Displaying the car’s rated fuel economy, these numbers can make or break a car buyer’s decision. Ever wonder how those numbers are determined? Read on.
When a car is released, the manufacturer provides its own fuel economy numbers. These are tested in-house and can vary from manufacturer to manufacturer. Many drivers don’t get the same numbers that the manufacturer says they should. It’s the government’s job to set them straight. However, due to the high number of cars released, only about 15% of the vehicles are actually tested.
The Environmental Protection Agency (EPA) tests cars so that as a buyer, you can have accurate expectations of what that car can achieve. The tests are designed to simulate different real world driving conditions. A car will usually step onto a dynamometer, (sometimes called a rolling road) where the car’s drive wheels are moving, but the rest of the car isn’t. From here the tester will go through a schedule of driving that mimics different driving conditions. For city driving, the tester will take the car through the routine of being stuck in stop and go traffic. The city test covers a distance of 11.04 miles at an average speed of just 21.2 mph.
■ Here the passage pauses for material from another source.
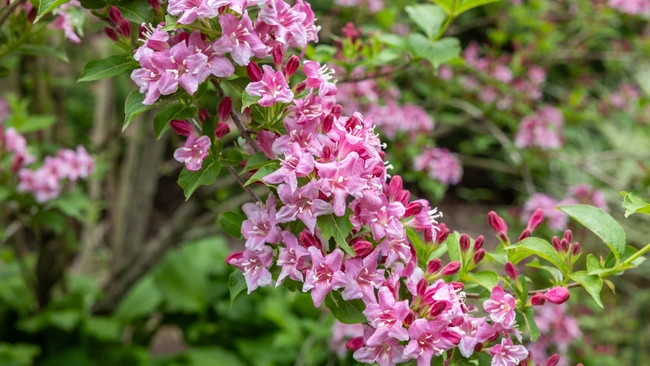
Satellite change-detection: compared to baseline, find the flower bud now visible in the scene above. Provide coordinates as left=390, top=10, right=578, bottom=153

Another test is done, this time simulating the highway driving experience. The car is brought to a much higher engine speed and kept there for the majority of the test. This test covers a distance of 10.26 miles and the average speed is 48.3 mph. This is important because fuel economy can change drastically depending on how you’re driving. A car being driven in the city is subjected to stop and go traffic, or shorter commutes, where the engine is colder. A car that spends more time on the highway will be warmed up, and will be less prone to sudden acceleration. It’s important to note the distance of the highway test, is just 10.26 miles long, something many drivers would feel isn’t long enough. This is a significant reason why real-world fuel economy numbers don’t match the EPA digits.
A deviation from these tested methods can result in very different fuel economy numbers. According to fueleconomy.gov, changing your driving habits can result in a 33% change in your fuel economy numbers. Starting in 2008, the EPA began doing more testing to get more detailed information to car buyers. Tests are now conducted to include factors like driving in colder weather, using the air conditioner, and high-speed accelerating and braking. As a result, modern EPA ratings are closer than they used to be.
Recently, new additions to the EPA sticker label have been made, including a QR code – something tech-savvy buyers may have noticed. By using a barcode reader app on your phone, the QR code will direct you to the mobile version of www.fueleconomy.gov. From there you can read what the EPA numbers are on the car, personalize them to your driving conditions, and see what other owners of the car are reporting. That’s all pretty handy stuff to have with you when you’re shopping for a new car.
“It’s important to compare vehicles. Get the right information,” says Bo Saulsbury, of fueleconomy.gov. “Saving one mile per gallon is key and can save you lots of money over the length of a year.” Saulbury points out that “No two people drive alike, which is why this information is great.” Being able to see different numbers from different owners certainly is an easy way to see whether the EPA numbers are telling the whole story.”
In the hunt to find the best fuel economy, this new mobile site is a powerful tool. Additionally, users who aren’t interested in buying a new car right now can use the site to help out to-be car buyers. By using the sites “Your MPG” section, users can track their own mileage and fuel costs, and upload that information to the site’s database.
As mentioned, the EPA doesn’t get to test every single new vehicle on the market, so be sure to check out the various resources available to you when looking for a new car, especially the numbers provided by fueleconomy.gov. Fuel economy numbers can vary wildly based on how and where you drive.